— Дитя мое дорогое, жди одну из самых больших бед, какие могут нас постигнуть.
Дженни побледнела.
— О Боже! — воскликнула она. — Уж не при смерти ли мой отец или моя мать?
— Нет, нет!
— Ну что же, — со вздохом облегчения произнесла она, — ты рядом живой и невредимый, родители мои живы, благодарение Господу! Я жду несчастье, которое ты принес мне, Уильям, и жду, можно сказать, не то что со смирением, а с радостью, ведь оно ниспослано мне Всевышним и передано через твои руки.
Я рассказал ей обо всем, что произошло у купца; правда, поскольку мне не хотелось жаловаться на моего хозяина-медника, я умолчал о визите к нему.

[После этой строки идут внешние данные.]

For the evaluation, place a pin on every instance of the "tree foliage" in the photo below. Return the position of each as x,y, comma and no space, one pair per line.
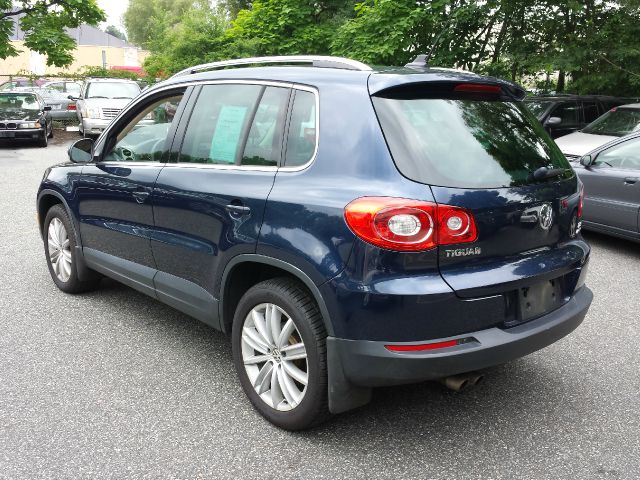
587,46
43,23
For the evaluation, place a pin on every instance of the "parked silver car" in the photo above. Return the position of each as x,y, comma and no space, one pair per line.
617,122
611,178
100,101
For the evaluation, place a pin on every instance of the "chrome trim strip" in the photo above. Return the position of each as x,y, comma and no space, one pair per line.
319,61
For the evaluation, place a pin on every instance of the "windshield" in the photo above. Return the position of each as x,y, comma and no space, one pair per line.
538,107
466,143
19,101
617,122
112,90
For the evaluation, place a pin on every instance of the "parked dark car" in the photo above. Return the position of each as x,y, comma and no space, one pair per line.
348,227
611,175
25,116
564,114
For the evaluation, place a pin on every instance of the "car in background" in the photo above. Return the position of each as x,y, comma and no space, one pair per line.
617,122
24,115
611,178
100,101
564,114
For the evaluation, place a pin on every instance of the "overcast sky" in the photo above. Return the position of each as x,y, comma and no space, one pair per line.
114,10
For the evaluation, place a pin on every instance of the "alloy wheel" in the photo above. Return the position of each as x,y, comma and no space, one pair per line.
274,357
59,249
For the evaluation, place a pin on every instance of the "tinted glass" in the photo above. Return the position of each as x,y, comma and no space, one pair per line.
264,142
625,155
219,123
301,140
616,122
144,138
112,90
567,112
590,111
466,143
537,107
17,101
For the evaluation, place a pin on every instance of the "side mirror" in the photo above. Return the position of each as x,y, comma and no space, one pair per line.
586,161
81,151
553,121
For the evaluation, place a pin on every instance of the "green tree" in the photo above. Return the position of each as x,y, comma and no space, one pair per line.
44,23
145,20
116,32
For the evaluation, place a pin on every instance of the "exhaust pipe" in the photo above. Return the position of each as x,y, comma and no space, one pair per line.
462,382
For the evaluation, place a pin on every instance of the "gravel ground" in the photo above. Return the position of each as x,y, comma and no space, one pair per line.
113,384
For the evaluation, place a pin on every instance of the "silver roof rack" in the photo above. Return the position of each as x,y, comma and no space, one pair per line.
313,60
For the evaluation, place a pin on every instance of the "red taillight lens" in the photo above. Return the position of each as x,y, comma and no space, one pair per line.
422,347
409,225
393,223
580,202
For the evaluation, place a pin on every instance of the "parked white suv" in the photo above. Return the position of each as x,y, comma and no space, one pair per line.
100,101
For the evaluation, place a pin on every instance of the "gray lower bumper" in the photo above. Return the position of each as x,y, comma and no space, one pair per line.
356,365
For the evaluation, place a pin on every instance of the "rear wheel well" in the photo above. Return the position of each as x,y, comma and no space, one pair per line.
242,278
44,205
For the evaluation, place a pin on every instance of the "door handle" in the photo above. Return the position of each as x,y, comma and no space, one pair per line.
141,196
238,209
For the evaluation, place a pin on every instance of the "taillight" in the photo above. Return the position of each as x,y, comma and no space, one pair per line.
580,202
409,225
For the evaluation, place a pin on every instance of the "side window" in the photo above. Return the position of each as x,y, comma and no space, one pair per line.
143,139
568,112
219,123
58,87
73,88
301,138
625,155
590,110
264,143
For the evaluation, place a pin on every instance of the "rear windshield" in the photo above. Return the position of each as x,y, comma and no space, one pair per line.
538,107
616,122
466,143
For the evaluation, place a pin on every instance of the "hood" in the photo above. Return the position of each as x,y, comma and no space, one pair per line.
579,143
17,114
106,102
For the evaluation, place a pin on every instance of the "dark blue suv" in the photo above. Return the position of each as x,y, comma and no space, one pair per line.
347,227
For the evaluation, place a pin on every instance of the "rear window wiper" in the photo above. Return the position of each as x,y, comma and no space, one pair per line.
544,173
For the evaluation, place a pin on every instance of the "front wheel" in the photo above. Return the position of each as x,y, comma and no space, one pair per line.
279,351
59,247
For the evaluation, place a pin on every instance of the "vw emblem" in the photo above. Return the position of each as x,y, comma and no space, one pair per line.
546,216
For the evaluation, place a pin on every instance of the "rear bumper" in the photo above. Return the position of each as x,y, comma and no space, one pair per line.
357,365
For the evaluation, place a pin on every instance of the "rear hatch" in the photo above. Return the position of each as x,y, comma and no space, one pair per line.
476,146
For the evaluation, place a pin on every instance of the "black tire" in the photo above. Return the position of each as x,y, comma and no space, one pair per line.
72,284
43,141
302,309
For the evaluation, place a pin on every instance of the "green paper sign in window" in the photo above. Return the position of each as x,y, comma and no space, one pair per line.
227,135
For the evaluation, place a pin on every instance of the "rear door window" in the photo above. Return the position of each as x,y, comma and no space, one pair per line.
302,136
465,143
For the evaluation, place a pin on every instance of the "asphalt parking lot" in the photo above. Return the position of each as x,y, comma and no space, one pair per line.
113,384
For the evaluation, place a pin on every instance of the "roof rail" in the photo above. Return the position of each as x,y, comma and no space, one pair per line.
313,60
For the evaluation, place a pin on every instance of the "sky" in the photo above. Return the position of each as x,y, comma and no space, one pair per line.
114,10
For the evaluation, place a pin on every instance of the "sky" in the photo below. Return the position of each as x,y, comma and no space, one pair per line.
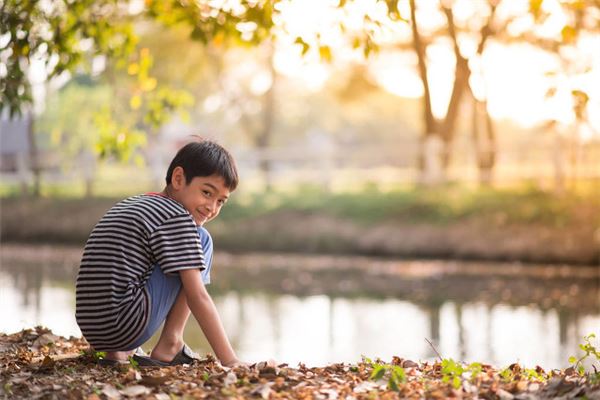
514,78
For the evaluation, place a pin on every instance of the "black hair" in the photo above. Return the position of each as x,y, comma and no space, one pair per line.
204,158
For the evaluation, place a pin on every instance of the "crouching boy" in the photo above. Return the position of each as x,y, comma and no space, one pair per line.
147,260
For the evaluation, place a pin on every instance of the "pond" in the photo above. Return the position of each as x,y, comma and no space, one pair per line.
324,309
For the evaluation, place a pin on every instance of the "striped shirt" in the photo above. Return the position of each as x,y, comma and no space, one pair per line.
112,305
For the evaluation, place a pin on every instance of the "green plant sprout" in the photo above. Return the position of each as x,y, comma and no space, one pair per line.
395,374
452,371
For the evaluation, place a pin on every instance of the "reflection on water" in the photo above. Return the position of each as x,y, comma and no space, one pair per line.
317,315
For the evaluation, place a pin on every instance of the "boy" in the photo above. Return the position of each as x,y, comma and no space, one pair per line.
147,260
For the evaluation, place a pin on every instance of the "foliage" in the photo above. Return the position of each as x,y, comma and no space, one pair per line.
394,374
452,371
589,351
57,35
440,206
31,367
249,22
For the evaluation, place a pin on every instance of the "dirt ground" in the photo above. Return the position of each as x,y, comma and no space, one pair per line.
36,364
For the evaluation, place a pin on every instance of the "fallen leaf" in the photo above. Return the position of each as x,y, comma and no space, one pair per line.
44,340
230,379
154,380
504,395
136,390
47,364
111,392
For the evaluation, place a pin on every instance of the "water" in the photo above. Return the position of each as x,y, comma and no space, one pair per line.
319,310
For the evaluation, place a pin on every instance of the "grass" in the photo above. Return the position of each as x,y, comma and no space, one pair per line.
518,205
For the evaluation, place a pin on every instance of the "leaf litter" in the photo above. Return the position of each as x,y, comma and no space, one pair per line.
36,364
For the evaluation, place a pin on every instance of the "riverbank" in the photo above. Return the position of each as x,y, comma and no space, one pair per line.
39,364
510,225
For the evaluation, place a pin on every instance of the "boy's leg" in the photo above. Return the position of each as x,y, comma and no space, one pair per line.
171,337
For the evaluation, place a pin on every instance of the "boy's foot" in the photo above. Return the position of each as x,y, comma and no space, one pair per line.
112,362
185,356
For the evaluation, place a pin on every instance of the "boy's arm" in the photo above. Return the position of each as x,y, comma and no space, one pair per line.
205,312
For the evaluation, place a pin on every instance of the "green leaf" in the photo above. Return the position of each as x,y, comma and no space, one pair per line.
378,372
456,382
572,360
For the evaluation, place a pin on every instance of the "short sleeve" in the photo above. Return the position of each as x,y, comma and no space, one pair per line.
176,245
207,246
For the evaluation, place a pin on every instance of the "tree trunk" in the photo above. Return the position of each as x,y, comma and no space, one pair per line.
34,159
264,136
484,141
427,163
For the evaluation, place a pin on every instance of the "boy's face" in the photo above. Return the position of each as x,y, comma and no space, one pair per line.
203,197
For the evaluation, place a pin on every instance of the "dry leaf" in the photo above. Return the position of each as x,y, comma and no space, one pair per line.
136,390
111,392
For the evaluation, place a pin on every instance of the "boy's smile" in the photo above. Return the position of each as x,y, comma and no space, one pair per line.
203,198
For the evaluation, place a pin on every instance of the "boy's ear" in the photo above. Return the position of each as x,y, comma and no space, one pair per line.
178,178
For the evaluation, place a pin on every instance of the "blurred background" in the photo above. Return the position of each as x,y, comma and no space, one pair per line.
409,169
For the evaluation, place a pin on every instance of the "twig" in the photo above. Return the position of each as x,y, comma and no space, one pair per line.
434,349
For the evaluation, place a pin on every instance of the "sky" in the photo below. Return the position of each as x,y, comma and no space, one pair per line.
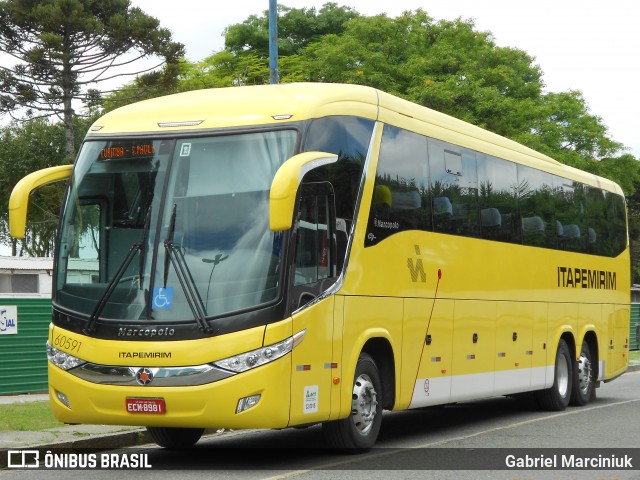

Во время моего рассказа я чувствовал, как два-три раза дрожь пробегала по телу Дженни.
Это убедило меня, что Дженни не столь уж нечувствительна к тому, что с нами произошло, как она хочет мне это показать.
— Да, — произнесла она озабоченно, когда я закончил, — ты прав, мой друг, это серьезно.
— А что ты думаешь о незнакомце, выкупившем это злосчастное долговое обязательство? — спросил я.
— Думаю, что это враг.
Мой хозяин сказал мне то же самое — совпадение удивительное! Два человека, такие прямодушные и такие честные, как медник и моя жена, не могли ошибиться одновременно.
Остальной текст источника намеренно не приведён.